Com um discurso centrado no Serviço Nacional de Saúde (SNS) e na atual crise pandémica que o país e o mundo atravessam, o Bloco de Esquerda aponta o dedo ao Governo e diz que "tudo mudou".

Estamos em plena pandemia e tudo mudou. Já basta, já não é suficiente, já não chega continuar a dizer que vai ficar tudo bem. O mínimo que se exige é muito. Mas o mínimo que se exige hoje é o limite abaixo do qual o SNS começa a deixar gente para trás.

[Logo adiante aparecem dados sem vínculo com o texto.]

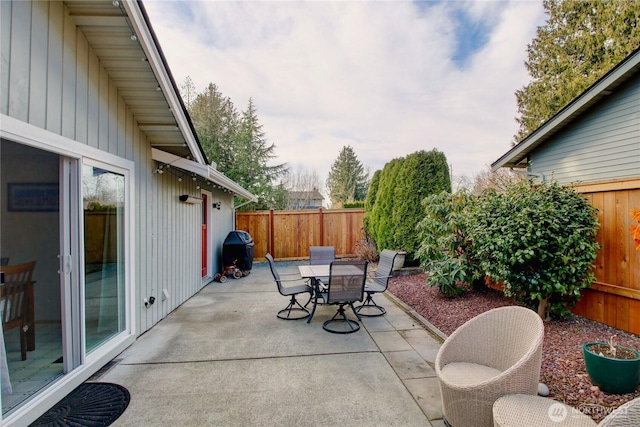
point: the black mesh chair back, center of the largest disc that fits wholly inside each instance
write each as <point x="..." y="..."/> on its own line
<point x="293" y="311"/>
<point x="346" y="286"/>
<point x="319" y="255"/>
<point x="17" y="279"/>
<point x="378" y="284"/>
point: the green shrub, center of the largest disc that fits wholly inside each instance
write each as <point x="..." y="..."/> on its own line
<point x="538" y="241"/>
<point x="445" y="250"/>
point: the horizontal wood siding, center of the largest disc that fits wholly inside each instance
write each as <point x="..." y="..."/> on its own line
<point x="288" y="234"/>
<point x="615" y="297"/>
<point x="51" y="78"/>
<point x="601" y="145"/>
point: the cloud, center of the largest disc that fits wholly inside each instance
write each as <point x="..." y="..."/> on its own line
<point x="387" y="78"/>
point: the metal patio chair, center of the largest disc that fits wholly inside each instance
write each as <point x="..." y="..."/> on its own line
<point x="346" y="286"/>
<point x="294" y="308"/>
<point x="377" y="285"/>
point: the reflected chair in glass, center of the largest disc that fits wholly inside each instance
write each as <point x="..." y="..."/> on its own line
<point x="346" y="286"/>
<point x="17" y="279"/>
<point x="377" y="285"/>
<point x="294" y="308"/>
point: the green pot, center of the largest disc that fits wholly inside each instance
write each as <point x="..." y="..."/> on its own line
<point x="616" y="376"/>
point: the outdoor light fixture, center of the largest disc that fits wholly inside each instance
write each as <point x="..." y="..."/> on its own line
<point x="190" y="199"/>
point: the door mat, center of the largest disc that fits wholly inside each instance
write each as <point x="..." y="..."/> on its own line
<point x="89" y="405"/>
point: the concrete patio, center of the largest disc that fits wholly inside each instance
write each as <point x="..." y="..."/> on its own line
<point x="224" y="359"/>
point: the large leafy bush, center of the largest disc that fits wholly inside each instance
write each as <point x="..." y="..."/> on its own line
<point x="538" y="241"/>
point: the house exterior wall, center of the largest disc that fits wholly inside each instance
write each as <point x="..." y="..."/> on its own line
<point x="50" y="78"/>
<point x="603" y="144"/>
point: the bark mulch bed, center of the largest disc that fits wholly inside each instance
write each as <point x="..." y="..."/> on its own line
<point x="563" y="369"/>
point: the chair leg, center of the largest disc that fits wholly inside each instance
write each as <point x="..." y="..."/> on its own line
<point x="370" y="305"/>
<point x="23" y="341"/>
<point x="341" y="317"/>
<point x="294" y="306"/>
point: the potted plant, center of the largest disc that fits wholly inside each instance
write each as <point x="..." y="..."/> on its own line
<point x="398" y="262"/>
<point x="612" y="367"/>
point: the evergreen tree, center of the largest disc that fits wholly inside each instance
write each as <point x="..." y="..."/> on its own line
<point x="348" y="180"/>
<point x="252" y="155"/>
<point x="580" y="42"/>
<point x="216" y="122"/>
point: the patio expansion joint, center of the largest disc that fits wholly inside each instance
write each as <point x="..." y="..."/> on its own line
<point x="237" y="359"/>
<point x="417" y="317"/>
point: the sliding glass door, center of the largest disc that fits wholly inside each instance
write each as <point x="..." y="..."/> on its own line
<point x="103" y="201"/>
<point x="71" y="216"/>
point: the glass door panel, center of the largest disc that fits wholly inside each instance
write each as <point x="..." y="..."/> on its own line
<point x="104" y="292"/>
<point x="31" y="209"/>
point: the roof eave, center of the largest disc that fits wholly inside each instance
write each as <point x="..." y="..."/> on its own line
<point x="205" y="171"/>
<point x="140" y="23"/>
<point x="519" y="153"/>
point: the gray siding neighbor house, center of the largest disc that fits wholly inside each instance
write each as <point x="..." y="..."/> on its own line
<point x="593" y="144"/>
<point x="104" y="184"/>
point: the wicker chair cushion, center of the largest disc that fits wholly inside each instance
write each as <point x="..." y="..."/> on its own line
<point x="468" y="374"/>
<point x="520" y="410"/>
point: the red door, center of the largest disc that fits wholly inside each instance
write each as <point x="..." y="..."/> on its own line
<point x="204" y="236"/>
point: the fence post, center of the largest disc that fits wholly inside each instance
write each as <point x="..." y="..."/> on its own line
<point x="321" y="226"/>
<point x="270" y="233"/>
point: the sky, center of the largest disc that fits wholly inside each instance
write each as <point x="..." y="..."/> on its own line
<point x="388" y="78"/>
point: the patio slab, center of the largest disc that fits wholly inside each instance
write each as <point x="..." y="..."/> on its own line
<point x="223" y="358"/>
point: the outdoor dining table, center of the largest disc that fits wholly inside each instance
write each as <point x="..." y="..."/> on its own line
<point x="314" y="272"/>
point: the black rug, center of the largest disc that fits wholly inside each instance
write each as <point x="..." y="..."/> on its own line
<point x="89" y="405"/>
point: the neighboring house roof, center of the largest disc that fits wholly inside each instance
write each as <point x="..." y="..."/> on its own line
<point x="305" y="195"/>
<point x="138" y="68"/>
<point x="518" y="155"/>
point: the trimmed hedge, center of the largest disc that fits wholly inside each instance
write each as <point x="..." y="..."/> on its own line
<point x="394" y="201"/>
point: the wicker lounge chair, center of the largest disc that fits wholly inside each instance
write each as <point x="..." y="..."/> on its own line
<point x="525" y="410"/>
<point x="496" y="353"/>
<point x="294" y="306"/>
<point x="377" y="285"/>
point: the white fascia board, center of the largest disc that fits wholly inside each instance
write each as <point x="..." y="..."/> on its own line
<point x="204" y="171"/>
<point x="153" y="56"/>
<point x="234" y="187"/>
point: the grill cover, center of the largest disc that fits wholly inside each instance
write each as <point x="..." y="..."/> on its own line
<point x="238" y="246"/>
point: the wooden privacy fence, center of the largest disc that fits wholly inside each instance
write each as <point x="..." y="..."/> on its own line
<point x="614" y="299"/>
<point x="287" y="235"/>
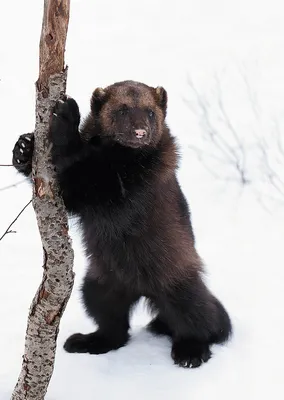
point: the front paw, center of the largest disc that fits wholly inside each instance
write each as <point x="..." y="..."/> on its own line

O mínimo para 2021 é um orçamento que não deixe o SNS para trás", declarou Joana Mortágua.

A deputada criticou ainda as palavras de António Costa e destacou que a resposta à pandemia não aguenta um orçamento de continuidade.

A resposta à pandemia não se faz com um orçamento de estagnação e mudar o ângulo sobre os números não vai mudar a realidade dos hospitais, as pessoas nos hospitais não são atendidas por vagas de médicos anunciadas", destacou. 

Quanto ao reforço do SNS, Joana Mortágua arrasa as previsões do Governo.

A verdade é que em 2020, o Governo deixou o SNS perder médicos e o senhor primeiro-ministro dirá que não foi o Governo, foi a variabilidade anual. Pois bem, a variabilidade anual levou a que o SNS perdesse médicos e o Governo não fez nada para o impedir e sabia muito bem que poderia ter respondido à proposta do Bloco de Esquerda de dedicação plena dos médicos para evitar a sangria de especialistas e não o fez", adiantou a deputada.

 

Nós estamos no meio de uma pandemia e o Governo e o país continuam a andar à volta dos mesmos 4.200 profissionais que já faziam falta ao SNS para a normalidade, quanto mais agora para enfrentar esta tormenta".

Em resposta, o primeiro-ministro apenas disse: "Estou de acordo consigo. É preciso falar verdade e portanto, falo verdade”.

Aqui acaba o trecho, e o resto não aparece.